On connaît assez peu de choses sur le missile naval stratégique "Boulava". Certes, conformément aux accords bilatéraux passés entre Moscou et Washington, ses caractéristiques essentielles ont été communiquées au Pentagone. Cependant, la presse ne les publie pas. On peut quand même dire qu'il s'agit d'un missile à carburant solide. Ce n'est pas un secret non plus qu'il est doté d'une ogive mirvée. Par contre, rien n'est dit sur le nombre de charges contenues dans cette ogive.

Il est facile de calculer la portée du "Boulava". Le terme "intercontinental" signifie qu'il peut franchir de 8 à 10.000 kilomètres au minimum. On peut évidemment supposer aussi que les charges qu'il emporte sont capables de percer n'importe quel parapluie nucléaire actuel ou futur. Cette aptitude est le propre de tous les "articles" fabriqués par l'Institut moscovite de thermotechnie.
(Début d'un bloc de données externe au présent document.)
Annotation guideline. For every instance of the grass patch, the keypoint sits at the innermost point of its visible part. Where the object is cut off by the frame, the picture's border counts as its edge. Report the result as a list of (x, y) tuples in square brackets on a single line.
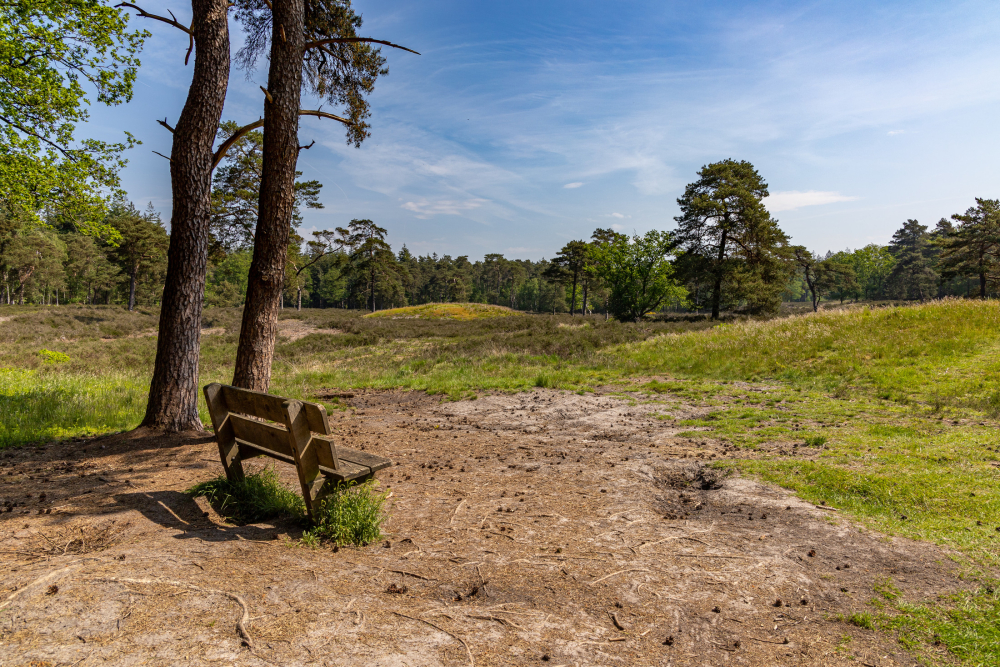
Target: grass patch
[(448, 311), (40, 406), (351, 514), (260, 495)]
Ces qualités avaient été évoquées au mois de février dernier par le président russe, Vladimir Poutine, lorsque celui-ci avait visité le polygone balistique de Plessetsk, non loin d'Arkhangelsk.

On peut annoncer aussi que le croiseur sous-marin nucléaire stratégique "Youri Dolgorouki" emportera douze missiles de la classe "Boulava", un nombre qui correspond à celui de ses silos. Cette unité devrait être opérationnelle dans la Marine de guerre russe en 2005 ou 2006. Au moins deux autres submersibles de ce type devraient être livrés d'ici à 2010. Le deuxième sous-marin du projet 955 a été mis en chantier le 19 mars dernier. Il s'appellera "Alexandre Nevski". Le troisième le sera plus tard. Le tir réussi en immersion du missile "Boulava" atteste que ces plans de la direction politique et militaire russe seront réalisés. A la fin de l'année 2012, il ne restera plus à la Russie que de dix à douze sous-marins nucléaires stratégiques et le nombre d'ogives emportées par leurs missiles sera pleinement conforme aux clauses du Traité russo-américain sur la réduction des potentiels offensifs stratégiques.